Waiblingen - Der Polizei ist in acht verschiedenen Bundesländern ein Schlag gegen mutmaßliche Internetbetrüger gelungen. Nachdem die Ermittlungen gegen Betreiber und Mitglieder eines Untergrundforums schon seit Ende Juli liefen, schlugen die Fahnder am Dienstag vergangener Woche zu. Dies hat die Polizei am Donnerstag mitgeteilt.

 

In Berlin, Bayern, Thüringen, Nordrhein-Westfalen, Niedersachsen, Saarland, Rheinland-Pfalz und Schleswig-Holstein wurden am 29. September zur gleichen Zeit Wohnungen durchsucht – in Baden-Württemberg war keine dabei.

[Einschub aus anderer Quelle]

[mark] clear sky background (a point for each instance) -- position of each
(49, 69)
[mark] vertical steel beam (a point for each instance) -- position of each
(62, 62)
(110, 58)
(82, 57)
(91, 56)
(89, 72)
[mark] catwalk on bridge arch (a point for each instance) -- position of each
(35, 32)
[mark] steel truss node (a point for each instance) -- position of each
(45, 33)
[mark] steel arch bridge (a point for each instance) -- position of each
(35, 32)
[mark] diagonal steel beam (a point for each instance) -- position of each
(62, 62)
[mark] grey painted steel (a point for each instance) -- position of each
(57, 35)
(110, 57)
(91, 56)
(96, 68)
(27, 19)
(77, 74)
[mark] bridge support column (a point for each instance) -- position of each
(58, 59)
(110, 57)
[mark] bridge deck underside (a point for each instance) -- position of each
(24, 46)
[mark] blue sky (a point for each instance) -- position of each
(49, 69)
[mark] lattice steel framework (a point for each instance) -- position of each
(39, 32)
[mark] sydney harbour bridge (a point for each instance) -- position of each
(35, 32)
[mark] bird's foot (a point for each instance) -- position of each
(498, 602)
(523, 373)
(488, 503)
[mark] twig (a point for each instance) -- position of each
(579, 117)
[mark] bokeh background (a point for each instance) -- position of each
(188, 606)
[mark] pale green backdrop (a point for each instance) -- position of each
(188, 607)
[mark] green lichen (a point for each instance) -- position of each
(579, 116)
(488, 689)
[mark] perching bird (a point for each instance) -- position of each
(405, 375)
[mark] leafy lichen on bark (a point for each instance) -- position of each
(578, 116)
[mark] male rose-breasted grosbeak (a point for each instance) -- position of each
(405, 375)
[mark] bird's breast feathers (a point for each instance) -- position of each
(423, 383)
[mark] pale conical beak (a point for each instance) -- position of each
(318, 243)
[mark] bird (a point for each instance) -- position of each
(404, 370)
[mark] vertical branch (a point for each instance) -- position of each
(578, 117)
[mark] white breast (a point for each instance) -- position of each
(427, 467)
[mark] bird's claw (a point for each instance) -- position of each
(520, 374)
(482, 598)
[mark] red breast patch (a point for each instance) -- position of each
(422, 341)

Der Polizeisprecher Ronald Krötz erklärt, warum dennoch die Staatsanwaltschaft Stuttgart und die Kriminalpolizeidirektion Waiblingen mit den Ermittlungen betraut waren: „Die Kollegen sind im Rahmen eines anderen Ermittlungsverfahrens auf diese Sache gestoßen und waren daher dafür zuständig.“

Womöglich viele Spuren zu weiteren Tätern

Die Fahnder hatten es mit einem geheimen Online-Forum zu tun, in dem kriminelle Dienstleistungen angeboten wurden. Schwerpunkt der Seite waren laut der Polizei Onlinebestellungen von hochwertiger Markenkleidung und Elektronikartikeln – und zwar mit Hilfe von fremden, ausgespähten Kreditkartendaten.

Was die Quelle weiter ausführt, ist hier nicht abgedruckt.